Вся борьба оказалась химерой. Атака очистила улицу: ошеломленные, оцепеневшие, первые ряды толпы бросились бежать и очутились теперь в арьергарде. Противник имел полную возможность сосредоточить свои силы; ядро полицейских окружило Дютильо и Шестерку, другие набросились на Бардуфля, а драгуны гнали назад всех остальных.

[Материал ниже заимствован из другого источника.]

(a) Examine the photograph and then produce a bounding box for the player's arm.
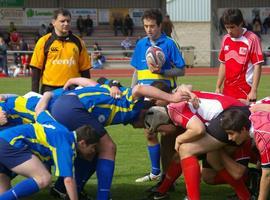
[0,94,18,101]
[215,63,225,93]
[0,110,8,126]
[175,116,205,151]
[64,177,78,200]
[64,77,98,90]
[258,168,270,200]
[35,91,53,116]
[132,85,191,103]
[247,64,262,102]
[249,103,270,112]
[31,67,41,93]
[163,68,185,77]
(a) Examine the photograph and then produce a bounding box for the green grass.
[0,76,270,200]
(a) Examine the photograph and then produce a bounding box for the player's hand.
[215,88,221,94]
[174,136,182,152]
[0,110,8,126]
[247,90,257,103]
[110,86,122,99]
[249,103,270,113]
[149,64,161,74]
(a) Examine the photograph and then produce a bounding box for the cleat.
[246,168,262,197]
[153,192,169,200]
[50,186,68,199]
[135,173,161,183]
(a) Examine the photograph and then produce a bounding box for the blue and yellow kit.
[0,111,76,177]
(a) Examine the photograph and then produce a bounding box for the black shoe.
[153,192,169,200]
[246,168,262,197]
[146,181,162,193]
[140,192,169,200]
[50,186,68,200]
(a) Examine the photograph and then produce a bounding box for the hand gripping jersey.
[66,85,143,126]
[219,29,263,99]
[0,112,76,177]
[167,91,244,128]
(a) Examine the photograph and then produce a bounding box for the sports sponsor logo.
[50,47,58,52]
[98,115,106,123]
[52,57,75,67]
[239,47,247,55]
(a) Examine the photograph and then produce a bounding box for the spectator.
[38,24,47,37]
[8,22,17,34]
[161,15,173,37]
[84,15,93,36]
[263,14,270,34]
[20,38,31,76]
[113,16,123,36]
[121,37,132,57]
[76,15,84,37]
[93,42,106,69]
[124,15,134,36]
[252,15,262,37]
[30,9,91,93]
[47,23,53,33]
[0,37,8,76]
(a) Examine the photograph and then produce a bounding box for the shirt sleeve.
[30,37,46,69]
[79,40,91,71]
[171,41,185,69]
[250,37,263,65]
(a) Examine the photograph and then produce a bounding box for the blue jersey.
[0,88,65,125]
[66,85,143,126]
[130,33,185,87]
[0,112,76,177]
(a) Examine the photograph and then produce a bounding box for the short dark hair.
[142,9,163,26]
[151,81,172,93]
[53,8,71,19]
[221,8,244,26]
[220,108,251,132]
[75,125,99,145]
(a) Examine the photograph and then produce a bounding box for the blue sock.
[74,156,97,193]
[0,178,39,200]
[54,156,97,193]
[148,144,160,175]
[96,159,114,200]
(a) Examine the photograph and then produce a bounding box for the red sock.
[181,156,201,200]
[218,169,250,200]
[157,160,182,194]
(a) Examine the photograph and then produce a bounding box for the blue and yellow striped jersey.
[67,84,143,126]
[0,88,64,125]
[0,112,76,177]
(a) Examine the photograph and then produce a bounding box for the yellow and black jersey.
[30,32,91,86]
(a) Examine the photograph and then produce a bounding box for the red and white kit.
[167,91,243,128]
[249,97,270,168]
[219,29,263,99]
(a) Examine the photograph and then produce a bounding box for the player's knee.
[35,173,52,189]
[179,143,193,159]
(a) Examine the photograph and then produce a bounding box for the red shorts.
[249,111,270,168]
[223,85,251,99]
[233,139,252,161]
[21,55,31,65]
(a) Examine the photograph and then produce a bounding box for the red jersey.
[167,91,244,128]
[219,29,263,99]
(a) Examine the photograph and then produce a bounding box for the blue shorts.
[0,138,32,177]
[51,95,107,137]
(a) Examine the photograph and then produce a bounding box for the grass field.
[0,76,270,200]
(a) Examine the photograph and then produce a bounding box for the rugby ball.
[145,46,165,69]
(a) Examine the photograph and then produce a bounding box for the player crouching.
[0,111,98,200]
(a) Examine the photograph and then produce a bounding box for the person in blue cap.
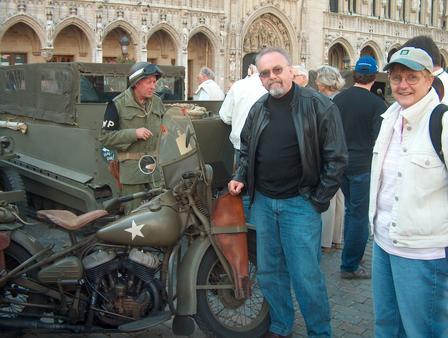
[333,56,387,279]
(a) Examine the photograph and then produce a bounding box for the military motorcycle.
[0,108,269,338]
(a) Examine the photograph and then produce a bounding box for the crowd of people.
[101,36,448,338]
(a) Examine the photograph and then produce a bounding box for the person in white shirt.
[292,65,308,87]
[369,47,448,338]
[219,65,267,151]
[219,65,267,222]
[193,67,224,101]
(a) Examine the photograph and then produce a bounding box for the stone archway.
[187,32,215,97]
[51,25,93,62]
[0,22,42,65]
[243,13,292,57]
[102,27,136,63]
[328,43,350,70]
[146,30,177,66]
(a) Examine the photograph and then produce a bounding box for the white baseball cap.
[383,47,434,72]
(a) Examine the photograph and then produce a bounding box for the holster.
[0,231,11,276]
[109,160,121,190]
[212,193,251,299]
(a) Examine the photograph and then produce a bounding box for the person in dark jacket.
[228,48,347,337]
[333,55,387,279]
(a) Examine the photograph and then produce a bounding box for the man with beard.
[100,62,165,214]
[228,48,347,337]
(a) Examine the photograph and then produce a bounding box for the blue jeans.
[252,191,331,337]
[341,172,370,272]
[372,243,448,338]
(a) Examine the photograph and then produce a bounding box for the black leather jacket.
[233,84,348,212]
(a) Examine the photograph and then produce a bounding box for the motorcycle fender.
[176,237,211,316]
[11,229,44,255]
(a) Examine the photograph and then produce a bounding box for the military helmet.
[128,62,163,87]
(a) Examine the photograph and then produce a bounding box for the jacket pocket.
[407,153,446,195]
[411,154,443,169]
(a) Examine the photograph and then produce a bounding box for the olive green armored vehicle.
[0,63,233,212]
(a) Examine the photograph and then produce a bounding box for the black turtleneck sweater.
[255,86,302,199]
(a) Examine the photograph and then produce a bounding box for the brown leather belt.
[117,152,146,161]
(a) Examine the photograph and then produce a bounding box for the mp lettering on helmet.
[103,120,115,129]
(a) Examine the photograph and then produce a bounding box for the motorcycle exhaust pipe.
[0,318,101,333]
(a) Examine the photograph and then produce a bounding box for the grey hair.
[199,67,215,80]
[292,65,308,78]
[255,47,292,68]
[316,66,345,91]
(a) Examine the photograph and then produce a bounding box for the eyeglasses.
[389,73,423,86]
[260,66,283,79]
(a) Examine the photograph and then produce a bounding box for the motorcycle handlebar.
[182,171,200,180]
[103,188,163,211]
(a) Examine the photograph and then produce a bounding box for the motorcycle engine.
[83,248,162,326]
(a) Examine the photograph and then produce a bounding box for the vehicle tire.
[0,242,46,324]
[195,233,269,338]
[0,168,28,218]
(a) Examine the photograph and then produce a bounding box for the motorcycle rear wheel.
[195,236,269,338]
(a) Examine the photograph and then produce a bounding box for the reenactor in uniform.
[100,62,165,214]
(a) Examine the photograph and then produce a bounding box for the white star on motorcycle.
[124,220,145,240]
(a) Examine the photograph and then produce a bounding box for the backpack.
[429,103,448,165]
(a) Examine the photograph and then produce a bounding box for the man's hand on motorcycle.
[227,180,244,196]
[135,128,152,141]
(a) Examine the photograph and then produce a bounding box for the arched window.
[417,0,422,23]
[348,0,356,13]
[330,0,339,13]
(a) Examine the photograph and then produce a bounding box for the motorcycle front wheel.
[0,242,45,320]
[195,234,269,338]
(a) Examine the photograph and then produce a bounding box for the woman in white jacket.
[369,47,448,338]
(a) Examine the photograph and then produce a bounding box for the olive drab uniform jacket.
[99,88,165,184]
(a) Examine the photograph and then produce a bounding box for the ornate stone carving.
[45,11,54,48]
[41,48,54,62]
[17,1,26,13]
[243,14,291,53]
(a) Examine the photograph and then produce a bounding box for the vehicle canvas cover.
[0,62,184,125]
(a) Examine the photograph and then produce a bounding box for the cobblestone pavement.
[21,226,373,338]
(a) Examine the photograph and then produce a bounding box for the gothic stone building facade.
[0,0,448,96]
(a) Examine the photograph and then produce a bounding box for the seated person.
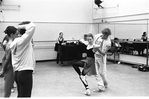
[114,37,121,49]
[141,32,147,41]
[57,32,64,44]
[79,34,88,45]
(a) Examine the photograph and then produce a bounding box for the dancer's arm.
[1,50,11,75]
[18,22,35,45]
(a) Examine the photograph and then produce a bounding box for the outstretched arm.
[0,50,11,76]
[18,21,35,45]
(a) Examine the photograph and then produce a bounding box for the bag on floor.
[138,65,149,72]
[54,43,58,51]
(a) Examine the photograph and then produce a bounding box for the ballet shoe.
[84,89,91,96]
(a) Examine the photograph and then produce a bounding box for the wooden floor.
[108,54,147,64]
[0,62,149,97]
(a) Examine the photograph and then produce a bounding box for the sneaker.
[93,86,105,92]
[11,89,14,93]
[104,82,108,88]
[84,89,91,96]
[80,75,87,84]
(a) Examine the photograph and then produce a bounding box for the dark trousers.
[15,70,33,97]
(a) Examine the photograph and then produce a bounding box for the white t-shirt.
[93,34,111,54]
[10,22,35,71]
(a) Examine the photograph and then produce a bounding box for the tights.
[72,61,89,89]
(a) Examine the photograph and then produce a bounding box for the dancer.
[0,26,18,97]
[93,28,111,91]
[72,34,96,95]
[10,21,35,97]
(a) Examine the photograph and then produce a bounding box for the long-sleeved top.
[10,22,35,71]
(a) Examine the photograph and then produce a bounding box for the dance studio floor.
[0,61,149,97]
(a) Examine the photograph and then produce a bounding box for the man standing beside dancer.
[10,21,35,97]
[93,28,111,91]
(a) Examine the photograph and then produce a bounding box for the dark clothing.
[15,70,33,97]
[87,48,94,58]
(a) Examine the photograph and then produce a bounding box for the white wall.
[0,0,92,23]
[93,0,149,19]
[0,0,93,60]
[93,0,149,39]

— Пробьемся! — кричал Дютильо.

Его палка, описав ужасную восьмерку, с гулом упала на голову одного из полицейских; но он не успел повторить удара: десять рук кольцом обхватили его туловище.

Он закричал в ярости:

— Сволочи! Вонючие кучи!

Полицейские молчаливо били его, но в то время как Бардуфль, на которого напало сразу семеро, решился, наконец, выпустить своего бригадира, его возбуждение упало; видя, что игра проиграна, покорясь своей судьбе, он дал себя арестовать с таким кротким добродушием, что оно обезоружило нападающих. В свою очередь, Альфред изнемогал в неравной борьбе; подножка бросила его на землю. Полицейские топтали его своими тяжелыми каблуками; он старался приподняться, но и он понимая, что эта борьба была напрасной и бесполезной для дела, кончил тем, что сдался.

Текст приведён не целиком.